The moronic level of cable discourse notwithstanding, missing from
almost all discussions of the role of religion in public life is what
William James famously termed the "varieties of religious experience."
The right-wing hijacking of religion's public role in our political
discourse is as undeniable as it is inappropriate, and represents one of
liberalism's most serious problems.
In the 2005 election, Virginia Democrat Tim Kaine managed to win the
governor's mansion only after the former Catholic missionary convinced
skeptical voters that one can be both Christian and anti-death penalty.
"My faith teaches me life is sacred," Kaine said, fighting off the
accusation that he was a dreaded "liberal."
At a valuable conference on liberals and religion organized by Columbia
University's American studies program in mid-February, E.J. Dionne, a
liberal and a devout Catholic, conceded that conservatives have a number
of natural advantages when seeking to marry religious devotion to
politics. They own the word "tradition," for one. And as Russell Kirk
pointed out in his 1953 book The Conservative Mind, the canons of
conservatism tend naturally to appeal to the faithful: Conservatives, he
wrote, believe in "a transcendent order, or body of natural law, which
rules society as well as conscience." Their attachment to "custom,
convention and old prescription" provides a check on "man's anarchic
impulse and upon the innovator's lust for power." Liberalism, on the
other hand, arose in revolt against many of these same customs and
conventions, particularly the oppressive power of the church.
Moreover, as Christopher Lasch once noted, following the 1960s the left
made the politically suicidal choice of cultural radicalism, which
succeeded, over political and economic radicalism, which failed. Quoting
Peter Steinfels, Dionne noted, "American liberalism has shifted its
passion from issues of economic deprivation and concentration of power
to issues of gender, sexuality, and personal choice.... Once trade
unionism, regulation of the market, and various welfare measures were
the litmus tests of secular liberalism. Later, desegregation and racial
justice were the litmus tests. Today the litmus test is abortion."

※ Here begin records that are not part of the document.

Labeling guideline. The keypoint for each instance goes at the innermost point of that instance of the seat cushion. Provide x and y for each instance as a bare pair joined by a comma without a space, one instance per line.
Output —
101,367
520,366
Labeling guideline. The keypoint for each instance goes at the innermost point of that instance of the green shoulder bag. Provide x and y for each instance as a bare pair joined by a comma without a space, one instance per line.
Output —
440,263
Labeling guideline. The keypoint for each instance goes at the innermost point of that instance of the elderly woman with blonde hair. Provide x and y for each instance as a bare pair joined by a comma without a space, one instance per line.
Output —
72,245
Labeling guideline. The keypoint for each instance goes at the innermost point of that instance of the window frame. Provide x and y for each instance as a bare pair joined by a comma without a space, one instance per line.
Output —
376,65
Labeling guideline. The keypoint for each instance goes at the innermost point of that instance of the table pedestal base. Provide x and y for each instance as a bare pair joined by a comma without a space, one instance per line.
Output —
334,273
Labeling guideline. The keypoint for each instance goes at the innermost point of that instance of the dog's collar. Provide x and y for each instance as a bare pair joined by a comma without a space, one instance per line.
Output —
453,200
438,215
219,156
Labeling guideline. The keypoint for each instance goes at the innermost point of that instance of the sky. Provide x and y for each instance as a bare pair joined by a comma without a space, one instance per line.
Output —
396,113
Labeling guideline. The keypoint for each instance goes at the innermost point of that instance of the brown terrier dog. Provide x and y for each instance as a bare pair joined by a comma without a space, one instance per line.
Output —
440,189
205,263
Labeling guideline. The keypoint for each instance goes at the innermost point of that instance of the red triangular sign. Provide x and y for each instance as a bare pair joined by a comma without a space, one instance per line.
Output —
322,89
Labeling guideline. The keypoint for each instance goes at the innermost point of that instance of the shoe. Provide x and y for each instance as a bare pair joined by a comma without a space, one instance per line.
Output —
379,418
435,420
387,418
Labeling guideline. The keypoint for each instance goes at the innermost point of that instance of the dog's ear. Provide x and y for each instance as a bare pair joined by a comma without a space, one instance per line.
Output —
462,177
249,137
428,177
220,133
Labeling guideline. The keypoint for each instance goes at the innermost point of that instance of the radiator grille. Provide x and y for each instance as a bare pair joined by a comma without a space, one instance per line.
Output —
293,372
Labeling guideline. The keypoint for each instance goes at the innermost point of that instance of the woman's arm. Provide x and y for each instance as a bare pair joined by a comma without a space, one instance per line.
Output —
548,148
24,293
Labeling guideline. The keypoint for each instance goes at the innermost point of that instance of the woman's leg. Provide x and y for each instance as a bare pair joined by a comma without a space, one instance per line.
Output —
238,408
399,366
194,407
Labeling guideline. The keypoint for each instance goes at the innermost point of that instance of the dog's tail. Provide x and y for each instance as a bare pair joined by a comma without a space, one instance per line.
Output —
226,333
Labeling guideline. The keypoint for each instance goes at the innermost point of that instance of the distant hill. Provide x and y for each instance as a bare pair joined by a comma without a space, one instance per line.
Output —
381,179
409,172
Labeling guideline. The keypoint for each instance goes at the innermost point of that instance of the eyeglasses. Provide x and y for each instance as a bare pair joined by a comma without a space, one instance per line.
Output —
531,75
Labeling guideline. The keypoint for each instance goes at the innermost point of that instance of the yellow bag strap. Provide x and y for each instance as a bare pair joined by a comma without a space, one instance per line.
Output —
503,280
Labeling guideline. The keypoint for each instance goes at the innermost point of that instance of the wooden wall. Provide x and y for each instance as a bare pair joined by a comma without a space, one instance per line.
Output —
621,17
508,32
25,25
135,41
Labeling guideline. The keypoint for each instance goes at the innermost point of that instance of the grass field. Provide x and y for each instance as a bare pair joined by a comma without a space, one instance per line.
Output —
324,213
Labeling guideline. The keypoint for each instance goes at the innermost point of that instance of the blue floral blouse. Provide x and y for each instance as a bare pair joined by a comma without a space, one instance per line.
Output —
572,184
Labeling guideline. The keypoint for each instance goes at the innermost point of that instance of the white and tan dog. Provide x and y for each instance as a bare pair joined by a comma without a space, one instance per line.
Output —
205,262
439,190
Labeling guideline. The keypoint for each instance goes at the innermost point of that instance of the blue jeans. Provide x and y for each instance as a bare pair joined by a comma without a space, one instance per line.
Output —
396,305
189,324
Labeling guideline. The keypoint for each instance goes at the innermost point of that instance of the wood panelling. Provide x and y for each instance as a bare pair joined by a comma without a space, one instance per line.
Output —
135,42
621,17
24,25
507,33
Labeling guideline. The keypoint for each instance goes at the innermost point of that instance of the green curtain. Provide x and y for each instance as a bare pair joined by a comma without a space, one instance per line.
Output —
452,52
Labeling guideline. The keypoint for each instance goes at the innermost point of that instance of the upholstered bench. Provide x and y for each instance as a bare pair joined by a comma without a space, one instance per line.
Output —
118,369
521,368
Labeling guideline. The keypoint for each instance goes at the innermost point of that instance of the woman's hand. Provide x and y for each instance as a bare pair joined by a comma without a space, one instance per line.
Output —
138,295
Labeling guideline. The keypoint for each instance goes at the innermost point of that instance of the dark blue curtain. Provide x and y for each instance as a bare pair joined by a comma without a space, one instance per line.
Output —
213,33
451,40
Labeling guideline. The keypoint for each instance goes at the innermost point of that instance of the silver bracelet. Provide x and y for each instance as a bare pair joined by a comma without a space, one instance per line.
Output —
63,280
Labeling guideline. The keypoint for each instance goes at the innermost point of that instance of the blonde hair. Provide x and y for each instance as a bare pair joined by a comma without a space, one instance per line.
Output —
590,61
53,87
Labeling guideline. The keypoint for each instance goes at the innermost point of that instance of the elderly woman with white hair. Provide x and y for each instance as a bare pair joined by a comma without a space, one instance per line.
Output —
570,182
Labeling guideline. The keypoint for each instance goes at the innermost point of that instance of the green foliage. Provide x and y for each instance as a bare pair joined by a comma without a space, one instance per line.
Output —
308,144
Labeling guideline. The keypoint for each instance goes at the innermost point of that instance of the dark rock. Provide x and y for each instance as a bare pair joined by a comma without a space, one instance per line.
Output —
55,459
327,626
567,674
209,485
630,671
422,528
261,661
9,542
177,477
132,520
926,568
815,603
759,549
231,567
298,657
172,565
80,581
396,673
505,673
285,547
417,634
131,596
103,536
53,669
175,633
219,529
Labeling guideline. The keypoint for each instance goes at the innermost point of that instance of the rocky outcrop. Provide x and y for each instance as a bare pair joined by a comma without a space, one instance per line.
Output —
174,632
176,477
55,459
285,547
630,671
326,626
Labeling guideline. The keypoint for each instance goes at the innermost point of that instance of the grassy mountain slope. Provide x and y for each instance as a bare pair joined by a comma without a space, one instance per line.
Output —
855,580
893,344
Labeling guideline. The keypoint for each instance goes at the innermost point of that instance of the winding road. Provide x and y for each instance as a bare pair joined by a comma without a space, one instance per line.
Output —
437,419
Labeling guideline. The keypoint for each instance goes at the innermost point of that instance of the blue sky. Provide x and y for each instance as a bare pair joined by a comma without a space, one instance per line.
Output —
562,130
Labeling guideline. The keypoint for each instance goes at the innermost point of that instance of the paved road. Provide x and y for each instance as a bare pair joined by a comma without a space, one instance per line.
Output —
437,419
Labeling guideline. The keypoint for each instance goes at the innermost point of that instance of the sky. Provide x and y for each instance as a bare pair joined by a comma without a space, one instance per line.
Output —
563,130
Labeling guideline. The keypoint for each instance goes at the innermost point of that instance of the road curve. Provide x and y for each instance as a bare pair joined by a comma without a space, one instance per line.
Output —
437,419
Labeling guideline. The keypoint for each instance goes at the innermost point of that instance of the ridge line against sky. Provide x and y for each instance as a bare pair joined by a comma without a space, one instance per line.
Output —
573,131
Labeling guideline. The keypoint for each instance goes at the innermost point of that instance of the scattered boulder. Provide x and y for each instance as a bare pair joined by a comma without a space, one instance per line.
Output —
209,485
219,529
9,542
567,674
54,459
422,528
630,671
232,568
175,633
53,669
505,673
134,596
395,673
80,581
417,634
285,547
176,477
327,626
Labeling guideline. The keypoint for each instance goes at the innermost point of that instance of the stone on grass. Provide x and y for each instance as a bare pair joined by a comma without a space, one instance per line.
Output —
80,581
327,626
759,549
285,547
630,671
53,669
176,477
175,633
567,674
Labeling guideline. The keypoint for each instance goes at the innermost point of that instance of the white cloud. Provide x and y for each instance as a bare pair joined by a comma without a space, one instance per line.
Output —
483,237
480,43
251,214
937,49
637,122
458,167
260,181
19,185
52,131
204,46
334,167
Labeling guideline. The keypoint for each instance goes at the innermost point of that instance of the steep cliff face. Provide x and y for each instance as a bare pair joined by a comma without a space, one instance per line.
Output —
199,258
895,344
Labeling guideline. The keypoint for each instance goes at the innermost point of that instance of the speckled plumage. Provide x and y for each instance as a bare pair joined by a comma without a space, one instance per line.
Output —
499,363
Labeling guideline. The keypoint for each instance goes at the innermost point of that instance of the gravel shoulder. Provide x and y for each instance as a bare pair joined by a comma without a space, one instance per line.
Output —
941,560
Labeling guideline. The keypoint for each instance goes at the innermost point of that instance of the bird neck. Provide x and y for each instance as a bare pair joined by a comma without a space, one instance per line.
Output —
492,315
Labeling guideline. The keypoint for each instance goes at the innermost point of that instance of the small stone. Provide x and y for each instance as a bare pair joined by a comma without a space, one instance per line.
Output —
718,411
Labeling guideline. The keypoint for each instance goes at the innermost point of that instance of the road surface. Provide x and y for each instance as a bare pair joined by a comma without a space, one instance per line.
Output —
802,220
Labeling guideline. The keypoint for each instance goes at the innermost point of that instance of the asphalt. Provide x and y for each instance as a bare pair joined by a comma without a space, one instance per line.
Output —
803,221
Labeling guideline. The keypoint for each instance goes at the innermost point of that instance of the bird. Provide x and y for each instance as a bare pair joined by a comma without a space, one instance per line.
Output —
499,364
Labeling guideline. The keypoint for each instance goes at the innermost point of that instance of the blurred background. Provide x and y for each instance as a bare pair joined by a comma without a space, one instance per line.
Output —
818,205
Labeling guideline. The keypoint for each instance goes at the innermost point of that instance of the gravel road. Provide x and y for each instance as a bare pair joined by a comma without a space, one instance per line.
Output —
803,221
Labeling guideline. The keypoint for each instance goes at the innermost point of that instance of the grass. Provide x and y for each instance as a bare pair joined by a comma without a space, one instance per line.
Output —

Liberals, as Michael Kazin put it, have morphed in the public
imagination "from people who looked, dressed and sounded like Woody
Guthrie to people who look, dress and sound like Woody Allen."
This, in so religious a nation, is not only politically self-defeating
but historically atypical. For contemporary liberal rationalists who
feel discomfort with the spiritual realm, we have no less an authority
than John Dewey, who termed the fundamentalist William Jennings Bryan
"the backbone of philanthropic social interest, of social reform through
political action, of pacifism, of popular education." As Kazin notes in
his brilliant new biography of the Great Commoner, Bryan "transformed
his party from a bulwark of conservatism...into a bastion of
anticorporate Progressivism." Indeed, he notes, "American progressive
reform has never advanced without a moral awakening entangled with
notions about what the Lord would have us do."
And luckily we happen to have Christianity's deity on our side. Dionne
offered just a few of the texts that liberal politicians and pundits
might wish to commit to memory. There is the Gospel that explains, "He
has cast down the mighty from their thrones, and has lifted up the
lowly. He has filled the hungry with good things, and the rich he has
sent away empty!" There's the prophet Isaiah, who commands us to "undo
the heavy burdens...let the oppressed go free." Martin Luther King Jr.
frequently drew on Amos to insist, "We will not be satisfied until
'justice rolls down like waters, and righteousness like a mighty
stream.'" Jesus demanded we feed the hungry and clothe the naked and
tells us we will be judged by how we treat the "least of these my
brethren."
If only somebody could tell Scarborough and Blitzer...
Eric Alterman is Professor of English at Brooklyn College of the City University of New York, media columnist for The Nation, the "Altercation" weblogger for MSNBC.com, and a senior fellow at the Center for American Progress, for whose journal he writes and edits the "Think Again" column.